Priorities: The country has prioritised infrastructure improvements, especially in preparation for major events like the FIFA World Cup and the Olympics. This includes investing in stadiums, transportation, and urban development.
Private sector participation: Brazil has encouraged private sector participation in infrastructure development through public-private partnerships (PPPs).
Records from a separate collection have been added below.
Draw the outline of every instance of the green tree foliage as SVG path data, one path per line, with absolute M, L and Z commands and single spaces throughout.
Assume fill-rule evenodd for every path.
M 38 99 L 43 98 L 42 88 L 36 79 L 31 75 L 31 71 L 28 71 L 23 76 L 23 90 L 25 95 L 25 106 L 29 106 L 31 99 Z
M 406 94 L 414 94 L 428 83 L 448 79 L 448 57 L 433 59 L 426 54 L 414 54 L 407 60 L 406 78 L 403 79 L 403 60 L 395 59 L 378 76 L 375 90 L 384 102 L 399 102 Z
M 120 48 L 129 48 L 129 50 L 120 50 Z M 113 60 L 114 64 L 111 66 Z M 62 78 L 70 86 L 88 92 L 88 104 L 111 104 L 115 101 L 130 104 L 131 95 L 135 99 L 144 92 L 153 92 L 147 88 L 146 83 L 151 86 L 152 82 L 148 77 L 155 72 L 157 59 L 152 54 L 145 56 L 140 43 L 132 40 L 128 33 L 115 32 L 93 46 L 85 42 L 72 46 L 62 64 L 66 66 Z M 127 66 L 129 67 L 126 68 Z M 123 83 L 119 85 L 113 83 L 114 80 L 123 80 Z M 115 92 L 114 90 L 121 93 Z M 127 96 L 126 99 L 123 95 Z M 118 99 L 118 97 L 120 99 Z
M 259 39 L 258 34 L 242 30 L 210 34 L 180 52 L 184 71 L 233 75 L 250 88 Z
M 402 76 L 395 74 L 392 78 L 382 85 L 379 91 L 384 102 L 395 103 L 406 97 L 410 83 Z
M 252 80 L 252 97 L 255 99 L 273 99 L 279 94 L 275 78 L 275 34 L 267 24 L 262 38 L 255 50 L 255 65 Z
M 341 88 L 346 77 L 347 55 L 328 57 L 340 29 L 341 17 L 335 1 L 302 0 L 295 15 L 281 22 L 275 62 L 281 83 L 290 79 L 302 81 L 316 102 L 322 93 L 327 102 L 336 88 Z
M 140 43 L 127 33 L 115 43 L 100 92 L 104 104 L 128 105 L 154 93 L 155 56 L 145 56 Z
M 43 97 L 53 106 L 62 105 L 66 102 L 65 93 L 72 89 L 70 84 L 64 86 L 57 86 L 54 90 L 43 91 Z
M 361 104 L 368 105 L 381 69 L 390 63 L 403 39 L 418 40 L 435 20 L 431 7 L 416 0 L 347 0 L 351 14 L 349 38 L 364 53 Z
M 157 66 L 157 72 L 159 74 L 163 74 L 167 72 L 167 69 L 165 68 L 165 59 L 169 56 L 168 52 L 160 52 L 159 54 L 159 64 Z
This approach has been used to finance and manage various projects, including airports and roads.
Russia
Geographical Extent: Given Russia’s vast territory, infrastructure development is focused on improving transportation networks, including roads, railways, and pipelines, to connect remote regions.
Energy: Russia is a major exporter of energy resources, and a significant portion of infrastructure development is directed towards the energy sector, including the expansion of oil and gas pipelines.
Technology and innovation: Russia invests in technology and innovation, such as the Skolkovo Innovation Center, to promote modernisation and diversify its economy.
India
Massive urbanisation: India is experiencing rapid urbanization, leading to a high demand for urban infrastructure, including housing, transportation, and sanitation.
Smart cities: The Indian government has launched the Smart Cities Mission to improve urban infrastructure and services through technological innovation.
Renewable Energy: India invests in renewable energy infrastructure, particularly solar and wind power, to meet growing energy demands and address environmental concerns.
China
High-Speed rail: China is known for its extensive high-speed rail network, revolutionising transportation and connectivity within the country.
Belt and Road Initiative (BRI): China’s BRI is a massive infrastructure project to enhance connectivity and trade with other countries. It includes investments in roads, ports, railways, and other infrastructure in Asia, Africa, and Europe.
Urbanisation: China’s rapid urbanization has led to the construction of numerous mega-cities with state-of-the-art infrastructure.
South Africa
Renewable Energy: The country has invested in renewable energy, particularly wind and solar power, to address energy challenges and promote sustainability.
Social Infrastructure: South Africa also invests in social infrastructure, including schools and healthcare facilities, to address historical inequalities and improve living conditions.